The Netskope SDK also provides an example of using the REST API v2 token as authentication which provides the subscription endpoint URL and subscription key internally to use the Google SDK.
In addition, you can receive messages with various Client libraries. Netskope retains transaction events for seven days by default if not consumed.
There are different access methods for transaction events:
- Google SDK
- Netskope Splunk Integration
- Netskope Cloud Exchange
Google SDK
The enhanced transaction events streaming is delivered through a streaming mechanism.
The transaction event near real-time subscription messages have the following format:
Attributes
- Content-Encoding. gzip – currently the only available value
- Log-Count – number of events enclosed in the message data
- Fields – transaction event fields for each transaction event
Data
- The message data contains gzip compressed transaction events
Refer to the sample code to receive and decode the transaction events.
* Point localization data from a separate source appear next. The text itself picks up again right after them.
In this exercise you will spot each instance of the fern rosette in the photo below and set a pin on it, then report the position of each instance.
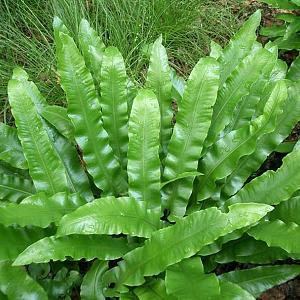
(121, 195)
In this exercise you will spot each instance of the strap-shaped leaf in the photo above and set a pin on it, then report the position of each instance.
(287, 211)
(237, 86)
(57, 116)
(17, 284)
(287, 235)
(258, 190)
(75, 246)
(231, 291)
(14, 240)
(39, 210)
(249, 250)
(187, 280)
(113, 101)
(112, 216)
(273, 31)
(172, 244)
(45, 168)
(257, 280)
(64, 149)
(158, 79)
(178, 86)
(192, 124)
(14, 188)
(143, 167)
(239, 46)
(155, 289)
(10, 148)
(85, 112)
(294, 70)
(92, 48)
(245, 109)
(77, 178)
(91, 287)
(267, 143)
(223, 156)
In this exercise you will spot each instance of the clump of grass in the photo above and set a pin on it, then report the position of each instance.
(131, 25)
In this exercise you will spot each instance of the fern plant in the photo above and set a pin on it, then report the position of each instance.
(126, 197)
(286, 36)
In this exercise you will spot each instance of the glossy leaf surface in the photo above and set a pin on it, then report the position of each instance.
(182, 240)
(75, 246)
(45, 168)
(85, 113)
(12, 277)
(158, 79)
(91, 287)
(113, 101)
(143, 167)
(192, 124)
(10, 147)
(259, 279)
(39, 210)
(112, 216)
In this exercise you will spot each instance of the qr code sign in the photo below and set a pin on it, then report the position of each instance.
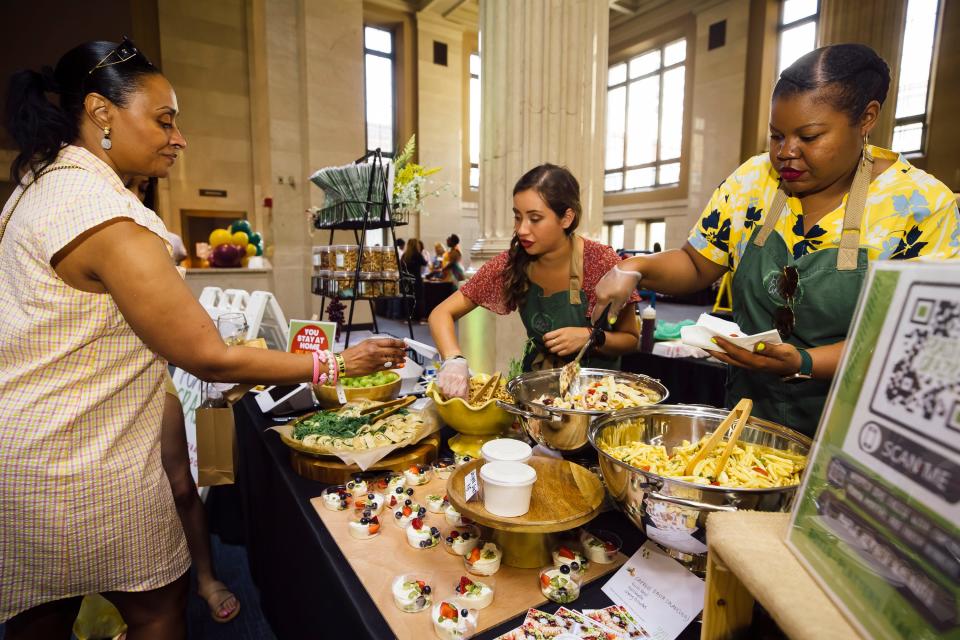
(920, 384)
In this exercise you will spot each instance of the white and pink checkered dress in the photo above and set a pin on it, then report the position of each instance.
(85, 505)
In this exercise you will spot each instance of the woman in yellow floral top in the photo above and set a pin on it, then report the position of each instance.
(798, 226)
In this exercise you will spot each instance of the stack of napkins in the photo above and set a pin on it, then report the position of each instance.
(708, 326)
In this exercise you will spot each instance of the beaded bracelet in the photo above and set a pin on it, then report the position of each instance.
(316, 368)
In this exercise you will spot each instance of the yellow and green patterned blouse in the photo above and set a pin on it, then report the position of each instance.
(909, 214)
Netskope Splunk Integration
The Netskope App (Add-on) for Splunk has dashboards for visualization of Events, Alerts, and Web Transaction details. This information is populated on the dashboard.
Users can get information related to data collected in addition to transforming and parsing data with the Add-on app available from splunkbase.
Click the following links to set up the Netskope Splunk Integration:
- Netskope Splunk App Installation and Configuration Guide
- Netskope Add-on for Splunk:
Important
UPGRADING IS SUPPORTED WITHIN THE 2.X CHAIN. IF COMING FROM 1.X, PLEASE REMOVE 1.X BEFORE INSTALLING 2.X.
- Splunk Netskope Dashboards available from splunkbase (optional): download from here
Netskope Cloud Exchange
Netskope Cloud Exchange is available for download on GitHub and accompanying installation documentation is available:
Transaction Events Streaming Service Data Retention Policy
Transaction Events are retained in the streaming service for up to seven days for admins to pull, for error recovery on the customer client side. The data is kept in a series of files by the streaming service. The garbage collection service will remove all files older than seven days, with the exception of the most recent data file.
For most customers during normal operational load, there will be numerous data files in a given hour. However, for some customers with a small data volume, (e.g. who have not implemented Netskope widely or in an active proof of concept phase), the most recent data file might accumulate events for more than seven days resulting in a longer data retention period.